Conventional approaches for providing distinctive structure to liquid detergent and personal care products include the addition of specific structuring agents, including both internal and external structuring agents. Examples of known internal structuring agents include: surfactants and electrolytes. External structuring agents include polymers or gums, many of which are known to swell or expand when hydrated to form random dispersion of independent microgel particles. Examples include acrylate polymers, structuring gums (e.g., xanthan gum), starch, agar, hydroxyl alkyl cellulose etc. Although gums have been used to provide structuring benefits, the gums are pH dependent, i.e., failing at pH above 10. The stability of gums is also unsatisfactory at high electrolyte concentrations. Further, certain gums have been found to be susceptible to degradation in the presence of detersive enzymes. Thus, there remains a need for other external structuring agents less susceptible to these and other known problems. When large particles are suspended (e.g., polyethylene particles, guar beads), levels of polymer used is typically 1% or more.

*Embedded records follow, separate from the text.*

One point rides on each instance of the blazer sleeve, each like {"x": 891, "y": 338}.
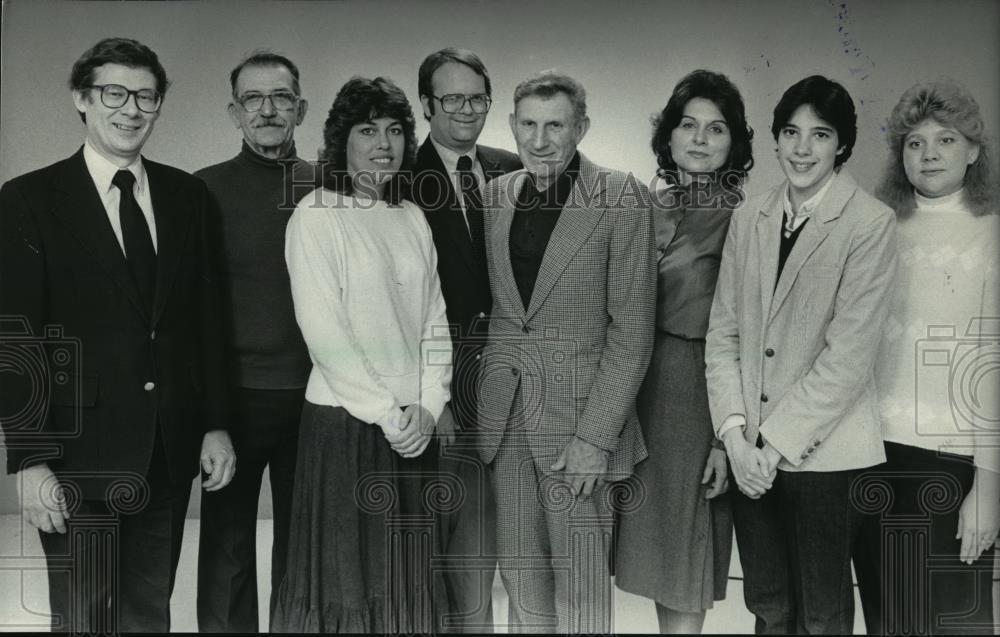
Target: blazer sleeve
{"x": 722, "y": 341}
{"x": 631, "y": 298}
{"x": 816, "y": 403}
{"x": 314, "y": 266}
{"x": 22, "y": 305}
{"x": 435, "y": 340}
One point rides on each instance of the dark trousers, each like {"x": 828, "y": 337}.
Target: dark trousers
{"x": 470, "y": 541}
{"x": 114, "y": 568}
{"x": 909, "y": 576}
{"x": 795, "y": 548}
{"x": 265, "y": 432}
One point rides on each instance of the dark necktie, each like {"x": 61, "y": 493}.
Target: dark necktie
{"x": 138, "y": 241}
{"x": 473, "y": 205}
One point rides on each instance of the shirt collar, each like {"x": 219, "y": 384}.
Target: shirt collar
{"x": 102, "y": 171}
{"x": 450, "y": 158}
{"x": 808, "y": 207}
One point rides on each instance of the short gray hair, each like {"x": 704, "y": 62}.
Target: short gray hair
{"x": 547, "y": 84}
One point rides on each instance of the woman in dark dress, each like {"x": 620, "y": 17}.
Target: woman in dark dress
{"x": 675, "y": 549}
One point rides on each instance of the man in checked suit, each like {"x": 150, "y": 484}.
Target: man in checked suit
{"x": 571, "y": 263}
{"x": 447, "y": 184}
{"x": 112, "y": 249}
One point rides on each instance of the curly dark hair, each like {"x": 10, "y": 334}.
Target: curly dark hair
{"x": 949, "y": 104}
{"x": 362, "y": 100}
{"x": 718, "y": 89}
{"x": 830, "y": 101}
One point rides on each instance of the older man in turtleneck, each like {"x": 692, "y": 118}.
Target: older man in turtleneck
{"x": 268, "y": 361}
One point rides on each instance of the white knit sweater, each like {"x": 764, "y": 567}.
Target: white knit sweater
{"x": 936, "y": 374}
{"x": 369, "y": 304}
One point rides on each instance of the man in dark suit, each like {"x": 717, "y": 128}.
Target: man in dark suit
{"x": 449, "y": 175}
{"x": 107, "y": 265}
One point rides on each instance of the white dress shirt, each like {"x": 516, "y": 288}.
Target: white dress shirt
{"x": 102, "y": 172}
{"x": 450, "y": 160}
{"x": 792, "y": 220}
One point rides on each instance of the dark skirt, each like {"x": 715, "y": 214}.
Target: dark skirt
{"x": 675, "y": 549}
{"x": 362, "y": 534}
{"x": 910, "y": 578}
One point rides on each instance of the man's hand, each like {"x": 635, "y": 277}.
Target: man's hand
{"x": 218, "y": 459}
{"x": 773, "y": 457}
{"x": 416, "y": 428}
{"x": 446, "y": 428}
{"x": 750, "y": 467}
{"x": 979, "y": 516}
{"x": 42, "y": 502}
{"x": 716, "y": 465}
{"x": 585, "y": 465}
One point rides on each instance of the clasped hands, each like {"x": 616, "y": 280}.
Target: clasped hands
{"x": 410, "y": 430}
{"x": 753, "y": 469}
{"x": 585, "y": 466}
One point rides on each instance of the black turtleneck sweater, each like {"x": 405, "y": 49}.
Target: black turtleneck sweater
{"x": 535, "y": 217}
{"x": 254, "y": 200}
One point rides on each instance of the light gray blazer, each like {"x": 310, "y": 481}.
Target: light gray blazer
{"x": 808, "y": 344}
{"x": 579, "y": 352}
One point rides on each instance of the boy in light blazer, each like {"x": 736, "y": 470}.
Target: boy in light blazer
{"x": 800, "y": 304}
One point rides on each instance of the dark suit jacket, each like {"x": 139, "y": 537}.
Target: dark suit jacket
{"x": 464, "y": 281}
{"x": 104, "y": 371}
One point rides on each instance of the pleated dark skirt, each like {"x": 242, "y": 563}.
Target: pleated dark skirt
{"x": 362, "y": 536}
{"x": 676, "y": 548}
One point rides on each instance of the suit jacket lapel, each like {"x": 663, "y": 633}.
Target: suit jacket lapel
{"x": 446, "y": 202}
{"x": 498, "y": 219}
{"x": 813, "y": 234}
{"x": 172, "y": 222}
{"x": 769, "y": 221}
{"x": 83, "y": 212}
{"x": 576, "y": 223}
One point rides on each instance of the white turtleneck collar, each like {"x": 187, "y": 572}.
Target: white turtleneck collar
{"x": 953, "y": 203}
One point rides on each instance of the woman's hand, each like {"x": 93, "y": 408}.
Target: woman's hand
{"x": 416, "y": 428}
{"x": 716, "y": 465}
{"x": 979, "y": 516}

It has previously been shown that when certain fibrous polymers (e.g., micro fibrous cellulose with large aspect ratios) are used as structurants, these may provide efficient suspending properties (see e.g. U.S. Pat. No. 7,776,807, US2008/0108541, US2008/0146485, and WO2013/160023). The fibrous polymers are believed to form spider network like structures which efficiently trap the particles inside the network and thereby impart good suspending properties. The polymers are said to provide excellent rheological properties and are said to be salt tolerant if salt is used in the formulation. Another material reported to provide structuring benefits is bacterial cellulose. Bacterial cellulose is typically cultured using a bacterial strain of Acetobacter aceti var. xylinum and dried using spray drying or freeze drying techniques. Attempts to manufacture and prepare the dried bacterial cellulose compositions which can be rehydrated and activated into a particulate cellulose material for use in end products are known.
WO 2014/017913 discloses a liquid detergent composition comprising an external structuring agent, which are parenchymal cellulose based materials, comprising cell wall material and their networks of cellulose based fibers and nanofibrils. WO 2014/142651 discloses that the parenchymal cellulose based materials can advantageously be used for stabilization of suspended solid particles or gas bubbles in the liquid detergent compositions and fragrance compositions. Each of these documents is incorporated by reference in their entireties herein.

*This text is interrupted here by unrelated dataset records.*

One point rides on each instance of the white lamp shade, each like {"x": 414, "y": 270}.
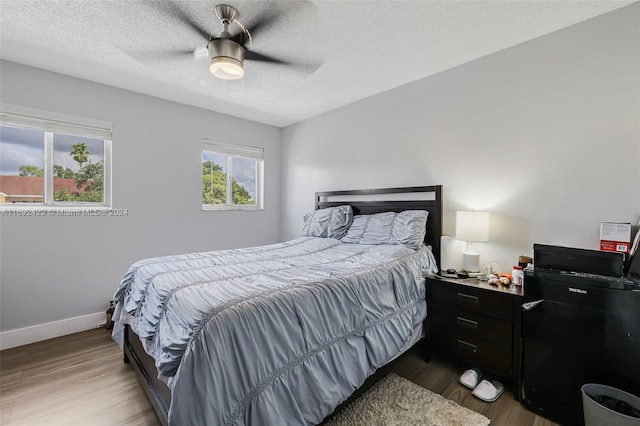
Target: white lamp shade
{"x": 472, "y": 226}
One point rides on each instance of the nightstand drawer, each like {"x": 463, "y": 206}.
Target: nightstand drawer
{"x": 476, "y": 339}
{"x": 472, "y": 299}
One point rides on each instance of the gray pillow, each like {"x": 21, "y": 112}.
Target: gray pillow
{"x": 331, "y": 222}
{"x": 407, "y": 228}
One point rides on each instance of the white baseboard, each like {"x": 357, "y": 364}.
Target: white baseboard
{"x": 37, "y": 333}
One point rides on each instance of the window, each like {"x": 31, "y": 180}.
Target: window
{"x": 53, "y": 163}
{"x": 231, "y": 177}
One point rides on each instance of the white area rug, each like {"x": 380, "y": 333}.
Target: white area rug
{"x": 395, "y": 401}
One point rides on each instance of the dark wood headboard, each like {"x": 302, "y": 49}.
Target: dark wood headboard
{"x": 370, "y": 201}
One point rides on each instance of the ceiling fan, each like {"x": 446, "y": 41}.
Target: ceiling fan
{"x": 228, "y": 52}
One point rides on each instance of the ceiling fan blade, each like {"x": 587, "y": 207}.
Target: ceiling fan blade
{"x": 255, "y": 27}
{"x": 307, "y": 68}
{"x": 254, "y": 56}
{"x": 189, "y": 21}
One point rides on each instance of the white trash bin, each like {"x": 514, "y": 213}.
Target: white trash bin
{"x": 596, "y": 414}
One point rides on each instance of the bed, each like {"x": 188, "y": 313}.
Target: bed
{"x": 283, "y": 333}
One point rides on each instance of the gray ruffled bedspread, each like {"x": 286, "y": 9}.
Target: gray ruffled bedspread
{"x": 272, "y": 335}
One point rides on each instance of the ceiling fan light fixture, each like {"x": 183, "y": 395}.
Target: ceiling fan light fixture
{"x": 226, "y": 68}
{"x": 227, "y": 59}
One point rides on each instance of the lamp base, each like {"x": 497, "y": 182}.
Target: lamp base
{"x": 471, "y": 262}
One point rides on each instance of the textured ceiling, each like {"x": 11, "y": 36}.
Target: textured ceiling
{"x": 346, "y": 50}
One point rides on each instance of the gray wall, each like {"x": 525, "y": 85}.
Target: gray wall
{"x": 54, "y": 268}
{"x": 544, "y": 135}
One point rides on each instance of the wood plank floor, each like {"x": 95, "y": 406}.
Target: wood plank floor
{"x": 81, "y": 380}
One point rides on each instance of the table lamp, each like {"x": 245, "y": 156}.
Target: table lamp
{"x": 472, "y": 227}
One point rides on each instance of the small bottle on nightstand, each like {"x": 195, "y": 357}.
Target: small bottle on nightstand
{"x": 517, "y": 275}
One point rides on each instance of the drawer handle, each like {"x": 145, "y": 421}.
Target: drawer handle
{"x": 467, "y": 323}
{"x": 468, "y": 298}
{"x": 468, "y": 346}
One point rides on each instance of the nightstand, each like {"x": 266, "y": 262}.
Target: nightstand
{"x": 477, "y": 324}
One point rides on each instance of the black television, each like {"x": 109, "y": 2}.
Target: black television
{"x": 579, "y": 260}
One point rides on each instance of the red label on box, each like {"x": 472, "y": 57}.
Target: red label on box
{"x": 618, "y": 246}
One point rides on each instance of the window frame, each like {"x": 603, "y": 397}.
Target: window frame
{"x": 51, "y": 123}
{"x": 236, "y": 151}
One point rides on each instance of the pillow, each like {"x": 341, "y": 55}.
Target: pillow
{"x": 331, "y": 222}
{"x": 407, "y": 228}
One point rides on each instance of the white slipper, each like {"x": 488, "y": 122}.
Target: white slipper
{"x": 488, "y": 391}
{"x": 470, "y": 378}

The inventors surprisingly discovered that the use of a clay as a co-structuring agent enhances the stability of an aqueous detergent composition containing the external structuring agent. The use of a composition containing both the external structuring agent and a clay results in a more stable aqueous detergent composition having shear thinning capabilities and sufficient stability and particle suspension capabilities while avoiding one or more of the above mentioned problems encountered with prior art formulations.